Grande. And this showing was not sufficiently rebutted by the Carrier, nor is it overcome by the mere fact that while the disputed work was being done Claimants were working on their regular assignments. As was succinctly stated in Award 1803 (Carter), Second Division: "There can be only one recovery for the breach and it may not be defeated because carrier kept its employes working on other work during the time the contracted work was performed." Or, as it was more recently expressed in Award 13349 (Hutchins), Third Division (Supplemental):


"The burden is upon the employe to show what his loss has been. But, upon showing that he has sustained a loss of certain work and what that work was, he has overcome the burden. If the Carrier wishes to show in mitigation that the employe received other income, the burden of proof is upon the Carrier. Further, in a case such as this where the employe could have done the work at more than one time, the Carrier must show that the employe was employed at all times when he could reasonably have done the work."

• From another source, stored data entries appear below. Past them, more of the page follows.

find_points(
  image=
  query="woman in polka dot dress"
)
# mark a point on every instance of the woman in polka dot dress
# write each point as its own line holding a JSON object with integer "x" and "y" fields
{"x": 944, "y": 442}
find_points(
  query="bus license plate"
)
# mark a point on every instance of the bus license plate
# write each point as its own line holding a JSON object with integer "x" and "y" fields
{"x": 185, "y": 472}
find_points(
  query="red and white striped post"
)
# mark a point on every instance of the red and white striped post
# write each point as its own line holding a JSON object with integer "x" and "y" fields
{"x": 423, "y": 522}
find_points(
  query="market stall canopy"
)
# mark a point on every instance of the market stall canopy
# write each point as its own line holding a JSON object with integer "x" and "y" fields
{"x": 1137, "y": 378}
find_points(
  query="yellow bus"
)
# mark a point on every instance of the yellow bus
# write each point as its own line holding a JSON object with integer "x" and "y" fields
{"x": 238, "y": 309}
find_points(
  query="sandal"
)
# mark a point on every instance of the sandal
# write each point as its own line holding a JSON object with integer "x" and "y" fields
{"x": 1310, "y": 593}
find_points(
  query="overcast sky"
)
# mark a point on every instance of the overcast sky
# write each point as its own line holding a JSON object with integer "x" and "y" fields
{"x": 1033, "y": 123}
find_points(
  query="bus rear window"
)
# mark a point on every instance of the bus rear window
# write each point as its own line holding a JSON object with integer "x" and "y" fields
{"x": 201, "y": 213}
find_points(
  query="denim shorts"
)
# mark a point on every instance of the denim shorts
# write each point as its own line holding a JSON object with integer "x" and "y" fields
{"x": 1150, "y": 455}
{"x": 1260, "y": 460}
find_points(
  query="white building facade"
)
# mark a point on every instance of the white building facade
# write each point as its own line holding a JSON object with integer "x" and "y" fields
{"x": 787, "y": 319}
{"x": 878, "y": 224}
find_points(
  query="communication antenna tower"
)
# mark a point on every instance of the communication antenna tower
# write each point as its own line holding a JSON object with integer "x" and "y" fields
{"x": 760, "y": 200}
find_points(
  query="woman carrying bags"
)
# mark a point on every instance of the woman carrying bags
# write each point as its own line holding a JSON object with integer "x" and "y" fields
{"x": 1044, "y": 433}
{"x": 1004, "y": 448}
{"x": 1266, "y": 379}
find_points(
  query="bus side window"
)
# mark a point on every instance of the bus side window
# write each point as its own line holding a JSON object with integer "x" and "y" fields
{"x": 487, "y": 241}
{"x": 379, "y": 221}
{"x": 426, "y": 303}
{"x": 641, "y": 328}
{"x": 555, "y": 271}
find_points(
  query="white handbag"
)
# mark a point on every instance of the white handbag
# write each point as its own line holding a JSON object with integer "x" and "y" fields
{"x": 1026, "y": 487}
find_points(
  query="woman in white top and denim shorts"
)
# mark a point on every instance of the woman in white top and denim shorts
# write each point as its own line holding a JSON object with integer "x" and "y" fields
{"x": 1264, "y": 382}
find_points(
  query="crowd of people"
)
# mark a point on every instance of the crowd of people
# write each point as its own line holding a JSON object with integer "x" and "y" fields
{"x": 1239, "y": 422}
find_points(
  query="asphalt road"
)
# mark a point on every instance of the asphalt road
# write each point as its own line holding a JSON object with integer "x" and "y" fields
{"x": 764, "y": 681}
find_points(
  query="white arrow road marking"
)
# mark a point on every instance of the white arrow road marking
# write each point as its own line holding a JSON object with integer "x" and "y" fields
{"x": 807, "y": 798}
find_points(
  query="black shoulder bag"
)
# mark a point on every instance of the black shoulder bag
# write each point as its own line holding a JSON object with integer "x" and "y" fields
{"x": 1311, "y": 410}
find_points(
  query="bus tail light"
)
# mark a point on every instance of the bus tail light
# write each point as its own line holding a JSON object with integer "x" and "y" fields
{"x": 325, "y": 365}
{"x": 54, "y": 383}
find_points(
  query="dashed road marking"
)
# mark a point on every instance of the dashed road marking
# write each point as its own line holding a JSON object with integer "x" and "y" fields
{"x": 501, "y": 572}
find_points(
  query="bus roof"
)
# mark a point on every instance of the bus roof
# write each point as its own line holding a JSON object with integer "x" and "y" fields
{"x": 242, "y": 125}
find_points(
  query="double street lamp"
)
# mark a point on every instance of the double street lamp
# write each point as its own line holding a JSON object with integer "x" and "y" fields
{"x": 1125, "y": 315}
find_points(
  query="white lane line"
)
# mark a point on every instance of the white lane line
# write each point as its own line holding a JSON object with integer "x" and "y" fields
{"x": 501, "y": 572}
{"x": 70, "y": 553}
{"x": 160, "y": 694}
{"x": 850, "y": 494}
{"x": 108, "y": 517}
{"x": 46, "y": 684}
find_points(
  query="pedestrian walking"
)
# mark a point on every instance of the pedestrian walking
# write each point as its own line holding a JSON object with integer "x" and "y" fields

See also Awards 11937 (Dorsey), 11450 (Coburn), 7836 (Bailer), 4921 (cited supra).


For all the reasons stated we will sustain the claim, except for so much of it as may include the work time, if any, spent by a licensed plumber or plumbers on the project at issue.


FINDINGS: The Third Division of the Adjustment Board, upon the whole record and all the evidence, finds and holds:


    That the parties waived oral hearing;


That the Carrier and the Employes involved in this dispute are respectively Carrier and Employes within the meaning of the Railway Labor Act, as approved June 21, 1934;


That this Division of the Adjustment Board has jurisdiction over the dispute involved herein; and


    That the Carrier violated the Agreement.


                  AWARD


    Claim sustained to the extent indicated in Opinion.


              NATIONAL RAILROAD ADJUSTMENT BOARD By Order of THIRD DIVISION


              ATTEST: S. H. Schulty

              Executive Secretary


Dated at Chicago, Illinois, this 24th day of September 1965.